Please tell me how i can fix this problem.
Vectors, like arrays, work only with integer indexes. For a vector vec, the index must be in range 0 <= index < vec.size(), otherwise it either does not compile (not convertible to unsigned int) or the behavior is undefined (out of bounds).
You have written
vector<pair<int,int>> ve
Which means that you create a vector that contains pairs, not that it is indexed by pairs.
Now, if you want a two dimensional vector, i.e. a matrix, you should check Boost matrix. You can also implement it yourself, but making it general purpose will take some effort. The basic idea is to convert the pair to an single integer value. The simplest implementation is:
template <class T>
void init_2d(std::vector<T> &vec, std::pair<unsigned, unsigned> coordinates)
{
vec.resize(coordinates.first * coordinates.second);
}
inline unsigned flatten(std::pair<unsigned, unsigned> coordinates,
unsigned num_columns)
{
return coordinates.first * num_columns + coordinates.second;
}
template <class T>
T & get_2d(std::vector<T> & vec,
std::pair<unsigned, unsigned> coordinates,
unsigned num_columns)
{
return vec.at(flatten(coordinates, num_columns));
}
template <class T>
const T & get_2d(const std::vector<T> & vec,
std::pair<unsigned, unsigned> coordinates,
unsigned num_columns)
{
return vec.at(flatten(coordinates, num_columns));
}
and then use it in your code:
int main() {
std::vector<int> ve;
auto dimensions = std::make_pair(100,100);
init_2d(ve, dimensions);
for(int i=1;i<=50;i++) {
for(int j=0;j<=50;j++)
get_2d(ve, {i,j}, dimensions.second) =j;
}
for(int i=1;i<=50;i++) {
for(int j=0;j<=50;j++)
std::cout << get_2d(ve, {i,j}, dimensions.second) <<" ";
std::cout << '\n';
}
return 0;
}
But, instead of reimplementing existing code, you should prefer to use boost matrix. If you are trying to learn how a matrix can be implemented (which is a very good idea), then go on and try to convert the above functions+vector into a class, and put the dimensions pair into that class. Having a class, for a matrix, is better than to use separate functions. It is easier to maintain invariants for a class than for separate functions.
Note: you can use std::map<std::pair<int, int>> instead, but it will be more difficult to iterate over it and it will be much slower. If it makes your code clearer, using std::map is a good idea, but it is not clear cut whether std::map<pair<...>> is easier to work with than with std::vector + _2d functions.
I would suggest you to use map instead.
Operator [] for map takes key_type as parameter which is a container which means you can use pair object as index (called key in map), however Operator [] for vetor takes size_type as parameter which is an unsigned integer.

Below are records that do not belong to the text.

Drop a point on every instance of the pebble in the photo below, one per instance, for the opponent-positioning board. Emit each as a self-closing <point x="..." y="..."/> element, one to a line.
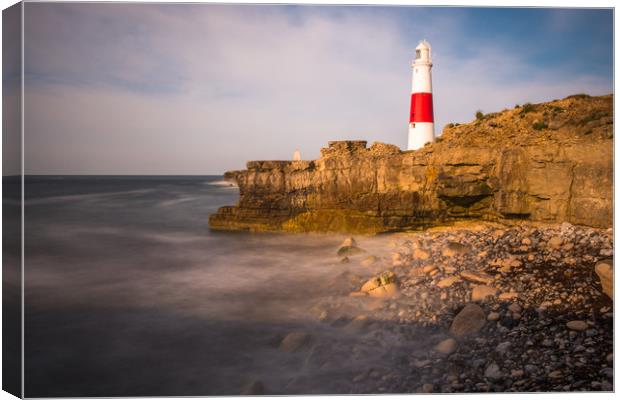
<point x="493" y="316"/>
<point x="493" y="372"/>
<point x="577" y="325"/>
<point x="515" y="308"/>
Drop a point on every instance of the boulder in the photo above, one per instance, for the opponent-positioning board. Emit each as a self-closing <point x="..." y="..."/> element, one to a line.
<point x="447" y="346"/>
<point x="389" y="290"/>
<point x="509" y="296"/>
<point x="449" y="281"/>
<point x="493" y="372"/>
<point x="605" y="271"/>
<point x="349" y="251"/>
<point x="481" y="292"/>
<point x="358" y="324"/>
<point x="427" y="269"/>
<point x="420" y="254"/>
<point x="468" y="321"/>
<point x="454" y="249"/>
<point x="472" y="174"/>
<point x="555" y="242"/>
<point x="577" y="325"/>
<point x="477" y="277"/>
<point x="383" y="285"/>
<point x="294" y="341"/>
<point x="254" y="388"/>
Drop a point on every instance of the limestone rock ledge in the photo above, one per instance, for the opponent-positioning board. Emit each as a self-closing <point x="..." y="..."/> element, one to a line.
<point x="549" y="162"/>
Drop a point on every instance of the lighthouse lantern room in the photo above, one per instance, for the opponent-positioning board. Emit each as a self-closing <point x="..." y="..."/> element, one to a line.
<point x="421" y="125"/>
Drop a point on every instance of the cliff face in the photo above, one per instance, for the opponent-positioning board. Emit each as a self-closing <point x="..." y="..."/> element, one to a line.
<point x="550" y="162"/>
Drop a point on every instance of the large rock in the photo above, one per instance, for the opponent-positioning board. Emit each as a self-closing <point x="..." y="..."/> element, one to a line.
<point x="605" y="271"/>
<point x="481" y="292"/>
<point x="447" y="346"/>
<point x="477" y="277"/>
<point x="454" y="249"/>
<point x="294" y="341"/>
<point x="384" y="285"/>
<point x="508" y="174"/>
<point x="254" y="388"/>
<point x="469" y="321"/>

Your code could look like the following:
map< pair<int, int>, int > notVector;
for(i=0;i<=50;i++)
for(j=0;j<=50;j++)
notVector[make_pair(i,j)]=2; // Storing value of 2 in all the (i,j) indices
for(i=0;i<=50;i++)
for(j=0;j<=50;j++)
cout<<notVector[make_pair(i,j)]<<" ";
another solution: create your own container by aggregating a standard one.

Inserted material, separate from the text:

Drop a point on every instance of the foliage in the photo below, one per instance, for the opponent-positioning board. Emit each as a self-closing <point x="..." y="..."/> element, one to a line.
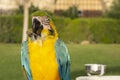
<point x="32" y="9"/>
<point x="98" y="30"/>
<point x="72" y="12"/>
<point x="114" y="12"/>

Extremely simplified example:
#include <vector>
#include <iostream>
struct xy
{
std::size_t x, y;
};
constexpr std::size_t linear_extent(xy _)
{
return _.y * _.x;
}
constexpr std::size_t linear_position(xy _, xy extent)
{
return _.y * extent.x + _.x;
}
template<class T>
struct vector_2d
{
vector_2d(xy size, T x = T())
: extent_(size)
, storage_(linear_extent(extent_), x)
{
}
T& operator[](xy const& _)
{
return storage_[linear_position(_, extent_)];
}
T const& operator[](xy const& _) const
{
return storage_[linear_position(_, extent_)];
}
constexpr auto extent() const { return extent_; }
xy extent_;
std::vector<T> storage_;
};
template<class T>
std::ostream& operator<<(std::ostream& os, vector_2d<T> const& v)
{
const char* sep = " [";
os << "[";
auto extent = v.extent();
for(auto y = std::size_t(0) ; y < extent.y ; ++y)
{
os << sep;
const char* sep2 = " ";
for (auto x = size_t(0) ; x < extent.x ; ++x)
{
std::cout << sep2 << v[{x, y}];
sep2 = ", ";
}
os << " ]";
sep = "\n [";
}
os << " ]";
return os;
}
int main()
{
auto v = vector_2d<int>({5, 5});
v[{1, 3}] = 8;
std::cout << v << std::endl;
}
Keep it simple
All you need is 1 (One!) C++ line: ...+ Update: Optional macro (the macro is to answer #eneski comment):
std::vector<std::vector<int>> ve(100, std::vector<int>(100, 0)); // Initialize to 0
// Turns [wr(pair)] syntax to [pair.first][pair.second] syntax:
#define wr(pr) (pr).first][(pr).second // Wrapper macro
And than use:
ve[wr(std::make_pair(i, j))] = 35; // For example
int val = ve[wr(std::make_pair(i, j))];
// Or:
ve[i][j] = 70; // For example
val = ve[i][j];
There is no real need to use the wr wrapper macro. Use ve[i][j] and if you have somewhere in your code a std::pair p, use: ve[p.first][p.second] instead of ve[p] - Both are the same. Also, it is nonsense to take (i, j) and to make_pair on-the-fly just to use them again as [i][j] indexes. If, despite all, one insists on the syntax, than use the wr wrapper macro.
--
But, in a case of a fixed sequential range, a 2D std::array is a better choice (& you can add the wrapper macro as well, if you insist):
#include <array>
int main()
{
int i = 7, j = 5;
std::array<std::array<int, 100>, 100> ar; // 100 X 100
ar[0].fill(0); ar.fill(ar[0]); // Initialize to 0
ar[i][j] = 35; // For example
return 0;
}
Are you simply attempting to access 1d vector content as if it was a 2d vector? Perhaps you could use a helper function to convert 2d index into 1d index, for example:
#include <vector>
#include <iostream>
#include <cassert>
template<size_t ROWS, size_t COLS>
size_t convertIndex(size_t row, size_t col)
{
assert(row < ROWS && col < COLS);
return row * COLS + col;
}
int main()
{
std::vector<int> v =
{
0,1,2,3,4,
5,6,7,8,9
};
std::cout << v[convertIndex<2, 5>(1, 3)];
}
This outputs 8
I have a range-image and want to convert it into a libpointmatcher point cloud. The cloud is an Eigen::Matrix with 4 rows (x,y,z,1) and several columns for every point.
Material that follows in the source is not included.